Score: 4.5 / 5
It's giving GAY! Four years after the much-hyped Love, Simon in 2018 broke the mold on major studios catering to mass audiences with healthy gay protagonists and themes, we finally get a cute and sweet adult rom-com with a theatrical release. Let's just do a quick breakdown of the burning questions. Yes, it's hilarious. Yes, it's progressive. Yes, it's sweet and hot and takes queer stories into the spotlight (and the future) in ways few films do, even these days. Yes, even straight people should see it, although I expect some may have trouble keeping up without help explaining certain cultural touchpoints in the rapid-fire dialogue. Yes, it fits firmly in the mold of classic rom-coms and features compelling lead performances. And yes, one might argue that its placement in mainstream media undermines its own commentary (read: critiques) on the mainstreaming of queerness culturally.
You can tell Bros is a labor of love for its creators, including director/writer Nicholas Stoller and co-writer Billy Eichner, who also stars. Eichner plays Bobby Leiber, the gay New Yorker for the 21st century: he hosts a woke queer podcast and daylights as director of the first national queer history museum that is just about to open. He's forty and single, and he's spent his adulthood navigating disappointing hookups while he convinces himself that being single is the best thing for himself. He is keenly aware of his cishet white privileges, to say nothing of his education, occupation, or conventional attractiveness, and can't really help himself from bringing queer culture or his own identity into conversations with others; basically, he's the trailblazing millennial who fought for his identity and now has trouble relating in any other way.
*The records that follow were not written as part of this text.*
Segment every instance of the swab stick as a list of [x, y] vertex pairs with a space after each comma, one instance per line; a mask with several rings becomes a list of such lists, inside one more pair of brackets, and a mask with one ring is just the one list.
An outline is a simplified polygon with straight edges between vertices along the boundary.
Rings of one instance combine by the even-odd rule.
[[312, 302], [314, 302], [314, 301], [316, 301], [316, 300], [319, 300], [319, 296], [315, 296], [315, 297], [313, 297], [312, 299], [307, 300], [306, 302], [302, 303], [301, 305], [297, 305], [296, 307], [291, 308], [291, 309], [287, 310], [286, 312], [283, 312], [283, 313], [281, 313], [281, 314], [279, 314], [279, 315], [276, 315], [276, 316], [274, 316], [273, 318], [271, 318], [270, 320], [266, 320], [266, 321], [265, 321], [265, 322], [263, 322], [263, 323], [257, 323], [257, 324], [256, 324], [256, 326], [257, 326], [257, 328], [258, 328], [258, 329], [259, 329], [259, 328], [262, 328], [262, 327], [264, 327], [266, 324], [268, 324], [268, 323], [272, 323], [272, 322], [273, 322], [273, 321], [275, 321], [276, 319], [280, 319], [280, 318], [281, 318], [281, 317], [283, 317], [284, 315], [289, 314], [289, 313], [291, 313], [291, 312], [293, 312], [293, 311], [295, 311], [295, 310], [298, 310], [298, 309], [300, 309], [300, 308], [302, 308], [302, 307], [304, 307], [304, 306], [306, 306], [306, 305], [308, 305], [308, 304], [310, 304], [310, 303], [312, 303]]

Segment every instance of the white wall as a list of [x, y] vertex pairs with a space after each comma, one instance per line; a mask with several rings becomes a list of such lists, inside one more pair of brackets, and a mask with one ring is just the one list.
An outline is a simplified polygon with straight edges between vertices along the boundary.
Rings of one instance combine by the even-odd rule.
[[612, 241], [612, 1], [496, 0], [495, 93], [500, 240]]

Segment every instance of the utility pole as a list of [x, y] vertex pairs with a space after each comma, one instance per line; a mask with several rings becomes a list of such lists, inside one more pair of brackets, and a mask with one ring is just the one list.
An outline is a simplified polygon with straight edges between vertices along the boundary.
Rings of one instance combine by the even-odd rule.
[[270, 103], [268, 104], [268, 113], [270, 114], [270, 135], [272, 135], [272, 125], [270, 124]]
This reaches its peak, narratively and comedically, in scenes where he meets with his board of directors for the museum. Bros is packed with cameos and bit parts for big stars, and scenes like these serve as excellent highlights for the thinly written supporting cast. It's a bit annoying that his board is a bunch of stereotypes (butch lesbian, indignant bisexual, a Black transwoman, and a nonbinary person), but he smartly plays off that queer people generally know how to laugh at themselves, so it's never really offensive humor. But the film is primarily Eichner's, and so the plot primarily works through his burgeoning romantic life, sparked when he meets Aaron (Luke Macfarlane of Single All the Way) at a gay club. They like each other, but they're both a bit disillusioned by romance. Naturally, in the vibe of such Nora Ephron-esque setup, they're about to find themselves in the familiar trenches of romantic comedy. They date, they fight, they meet family, they have sex, they do all the typical things but in a distinctly queer way. They bicker knowingly about Grindr, gym rats, orgies, even that odd but cute gay throuple who keeps popping up, and almost every scene includes some reference to a queer icon (even Garth Brooks earns a running joke).
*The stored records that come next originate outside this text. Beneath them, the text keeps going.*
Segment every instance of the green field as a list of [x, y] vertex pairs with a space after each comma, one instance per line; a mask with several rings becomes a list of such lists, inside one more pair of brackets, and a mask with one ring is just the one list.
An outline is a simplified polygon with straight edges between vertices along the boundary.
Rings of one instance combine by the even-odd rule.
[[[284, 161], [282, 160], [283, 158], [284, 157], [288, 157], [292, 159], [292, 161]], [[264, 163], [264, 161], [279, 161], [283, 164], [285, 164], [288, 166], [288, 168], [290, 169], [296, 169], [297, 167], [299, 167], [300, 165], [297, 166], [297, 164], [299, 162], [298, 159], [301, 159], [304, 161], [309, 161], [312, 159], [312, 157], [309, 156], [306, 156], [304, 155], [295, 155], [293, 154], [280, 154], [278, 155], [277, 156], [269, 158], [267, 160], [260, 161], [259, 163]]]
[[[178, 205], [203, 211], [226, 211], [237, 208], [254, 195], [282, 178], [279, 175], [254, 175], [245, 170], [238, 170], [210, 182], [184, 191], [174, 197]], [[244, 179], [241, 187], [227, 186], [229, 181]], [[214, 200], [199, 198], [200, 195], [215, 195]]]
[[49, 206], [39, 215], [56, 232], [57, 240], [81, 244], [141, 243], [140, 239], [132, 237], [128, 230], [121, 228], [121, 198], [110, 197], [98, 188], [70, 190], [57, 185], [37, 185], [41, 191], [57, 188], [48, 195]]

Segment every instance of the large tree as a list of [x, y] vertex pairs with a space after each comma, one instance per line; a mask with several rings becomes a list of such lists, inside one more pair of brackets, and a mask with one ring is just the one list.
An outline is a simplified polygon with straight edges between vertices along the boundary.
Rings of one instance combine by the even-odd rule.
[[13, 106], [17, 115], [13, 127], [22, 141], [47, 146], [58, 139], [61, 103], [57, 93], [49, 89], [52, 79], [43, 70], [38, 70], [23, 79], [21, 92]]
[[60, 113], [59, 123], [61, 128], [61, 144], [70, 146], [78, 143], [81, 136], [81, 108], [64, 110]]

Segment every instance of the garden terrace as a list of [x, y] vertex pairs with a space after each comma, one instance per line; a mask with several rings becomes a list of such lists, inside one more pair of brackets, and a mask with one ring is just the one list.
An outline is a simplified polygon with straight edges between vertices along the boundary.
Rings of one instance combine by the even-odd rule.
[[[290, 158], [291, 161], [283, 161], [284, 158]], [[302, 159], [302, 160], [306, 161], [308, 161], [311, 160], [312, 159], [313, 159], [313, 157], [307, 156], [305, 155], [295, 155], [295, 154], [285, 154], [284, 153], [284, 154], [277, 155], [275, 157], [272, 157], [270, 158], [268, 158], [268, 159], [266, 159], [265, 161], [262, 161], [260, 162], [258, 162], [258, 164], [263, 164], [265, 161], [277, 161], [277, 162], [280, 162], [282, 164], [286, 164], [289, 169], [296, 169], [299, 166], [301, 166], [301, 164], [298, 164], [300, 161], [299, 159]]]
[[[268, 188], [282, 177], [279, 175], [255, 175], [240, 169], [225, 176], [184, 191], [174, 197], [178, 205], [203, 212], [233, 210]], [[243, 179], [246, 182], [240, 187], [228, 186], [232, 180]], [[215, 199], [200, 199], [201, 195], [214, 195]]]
And that's where I feel a bit conflicted in my feelings about this film. Its meta humor works best when it is as metafictional as possible. While that might be indicative of our culture right now, it makes for tiring film viewing. I don't want to keep up with dialogue in a film the same way I scroll through Facebook for news and new slang. It's annoying to be constantly reminded of other queer media and to be fed Eichner's (or, arguably, Bobby's) opinions about everything from Cher to Schitt's Creek. Yes, it's frustrating to Eichner and to us that Hallmark only started making gay Christmas films when they realized they could profit from it, but that's also kind of what Eichner is doing with Bros.
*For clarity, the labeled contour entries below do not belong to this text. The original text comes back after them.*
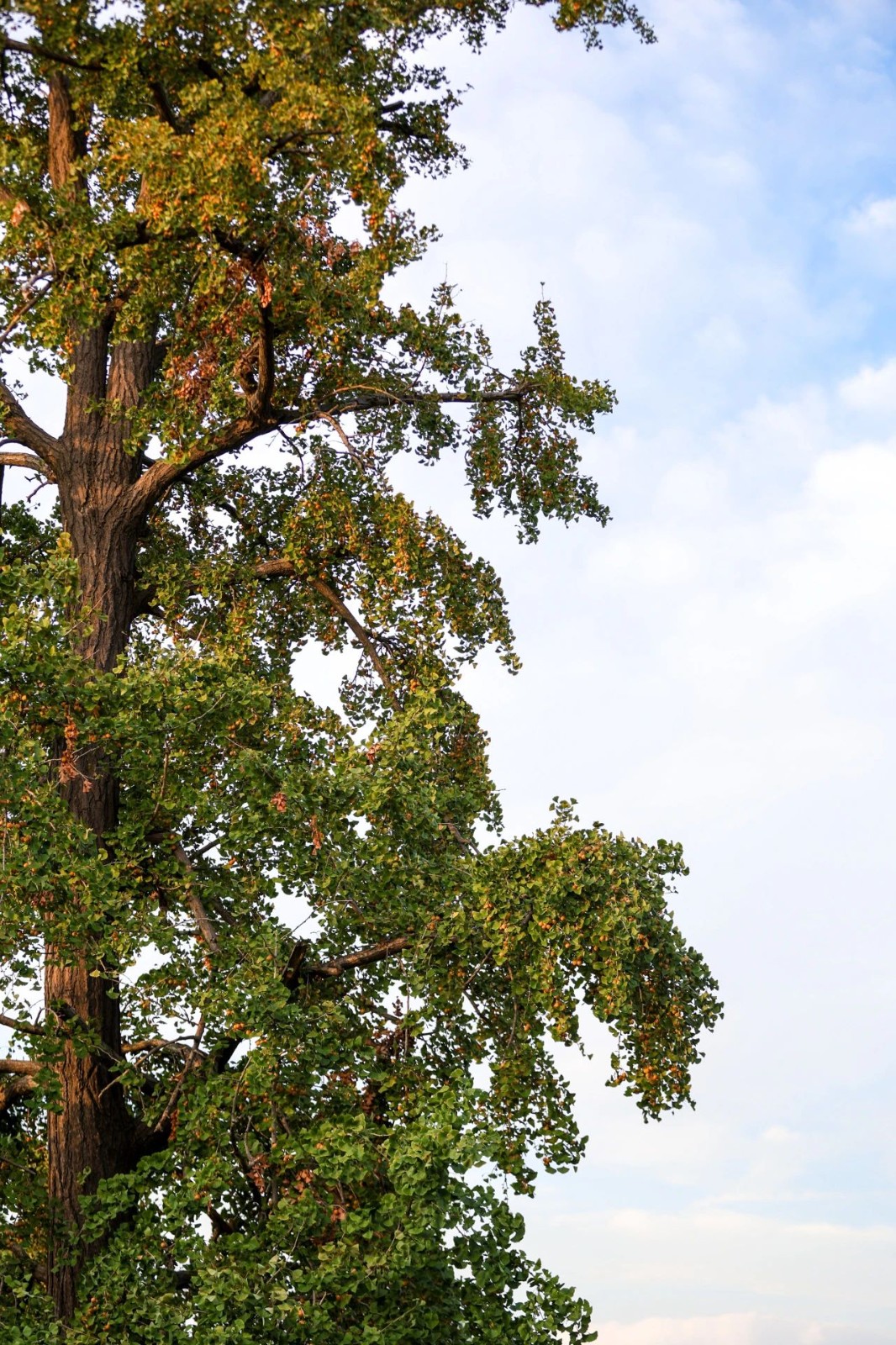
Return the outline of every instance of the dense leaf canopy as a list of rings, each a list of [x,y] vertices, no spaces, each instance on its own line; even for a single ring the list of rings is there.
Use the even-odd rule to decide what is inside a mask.
[[[720,1010],[681,850],[565,803],[503,837],[457,689],[517,667],[500,582],[390,482],[459,452],[523,539],[607,521],[578,434],[613,394],[546,301],[502,370],[449,289],[383,300],[428,237],[402,184],[457,159],[435,39],[507,8],[4,5],[4,340],[67,385],[59,437],[1,393],[0,463],[59,495],[0,534],[4,1345],[583,1340],[507,1204],[581,1154],[553,1044],[595,1014],[646,1116],[690,1102]],[[651,38],[612,0],[553,20]],[[124,615],[93,514],[133,537]],[[309,644],[358,652],[340,714],[296,690]],[[38,1011],[48,966],[120,1036]],[[77,1060],[133,1131],[73,1221],[47,1135]]]

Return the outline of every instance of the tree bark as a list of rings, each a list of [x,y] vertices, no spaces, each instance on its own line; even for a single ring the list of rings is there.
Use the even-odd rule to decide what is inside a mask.
[[[133,516],[130,496],[139,455],[128,445],[128,412],[151,379],[151,342],[109,350],[106,328],[96,327],[77,340],[69,379],[59,502],[78,564],[78,601],[87,612],[78,651],[100,672],[113,668],[124,652],[133,616],[140,519]],[[67,769],[61,772],[61,792],[102,854],[104,837],[117,826],[117,781],[93,746],[75,746],[63,760]],[[62,890],[59,900],[70,897]],[[114,1081],[121,1015],[116,975],[100,950],[91,954],[90,947],[48,946],[44,994],[47,1014],[55,1015],[62,1030],[86,1030],[94,1044],[85,1054],[66,1041],[58,1065],[61,1106],[48,1116],[55,1236],[47,1282],[57,1315],[66,1322],[75,1313],[81,1270],[96,1251],[81,1244],[73,1254],[82,1198],[96,1193],[104,1178],[132,1166],[136,1126]]]

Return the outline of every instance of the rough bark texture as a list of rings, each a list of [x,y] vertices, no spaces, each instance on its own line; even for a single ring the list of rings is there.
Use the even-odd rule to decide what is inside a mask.
[[[125,648],[133,615],[136,537],[132,507],[139,459],[128,438],[128,412],[151,379],[152,343],[109,348],[108,331],[96,327],[75,342],[61,445],[59,500],[79,570],[79,599],[90,609],[81,654],[98,671],[114,667]],[[117,823],[117,784],[93,749],[75,753],[61,784],[73,815],[97,838]],[[97,975],[98,972],[98,975]],[[61,1108],[48,1118],[48,1193],[58,1219],[50,1248],[48,1284],[62,1321],[73,1317],[78,1276],[90,1248],[67,1263],[66,1235],[81,1223],[81,1200],[98,1184],[126,1170],[136,1157],[135,1122],[114,1083],[121,1056],[117,986],[108,970],[47,950],[47,1013],[63,1024],[86,1025],[98,1042],[90,1054],[66,1045],[59,1064]]]

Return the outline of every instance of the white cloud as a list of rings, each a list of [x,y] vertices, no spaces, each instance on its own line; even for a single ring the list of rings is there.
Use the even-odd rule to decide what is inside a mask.
[[[896,1336],[854,1326],[784,1321],[760,1313],[718,1317],[648,1317],[607,1322],[600,1345],[891,1345]]]
[[[850,410],[870,414],[896,414],[896,359],[866,364],[839,385],[839,397]]]
[[[865,206],[852,211],[846,219],[845,230],[857,238],[879,238],[881,234],[892,238],[896,233],[896,196],[869,200]]]
[[[682,1301],[701,1299],[710,1311],[752,1301],[753,1311],[864,1329],[896,1319],[892,1225],[795,1223],[698,1206],[612,1209],[530,1220],[529,1237],[588,1295],[597,1323],[623,1301],[675,1315]]]

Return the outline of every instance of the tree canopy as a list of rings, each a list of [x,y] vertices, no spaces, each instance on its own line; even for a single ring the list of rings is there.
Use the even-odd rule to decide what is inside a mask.
[[[448,286],[383,299],[459,159],[437,39],[507,11],[4,5],[3,342],[66,389],[57,434],[0,386],[55,500],[0,519],[4,1345],[581,1341],[509,1205],[583,1151],[553,1044],[595,1014],[646,1118],[690,1102],[681,849],[505,837],[457,686],[517,668],[500,582],[390,476],[608,518],[548,301],[500,369]],[[309,644],[357,651],[340,713]]]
That said, as someone who relates both to Bobby and to his style of detached cultural critique, I found his reference points almost as tiring as the fact that he can't stop referring to other media. He touches on most of the major titles millennials would recognize (Brokeback Mountain, Call Me By Your Name, etc.) and all but lambasts them -- which is fine with me, to an extent -- but he completely ignores significant and much more progressive titles such as The Broken Hearts Club or Moonlight. In ignoring these, Bros manages to ignore critical queer pioneers in film history (and therefore cultural history) even as it attempts to convince us and itself of its efforts to reveal queer history. If it were acting as the pioneer it pretends to be, it would honor its own genre and predecessors. That's the danger of being too self-aware.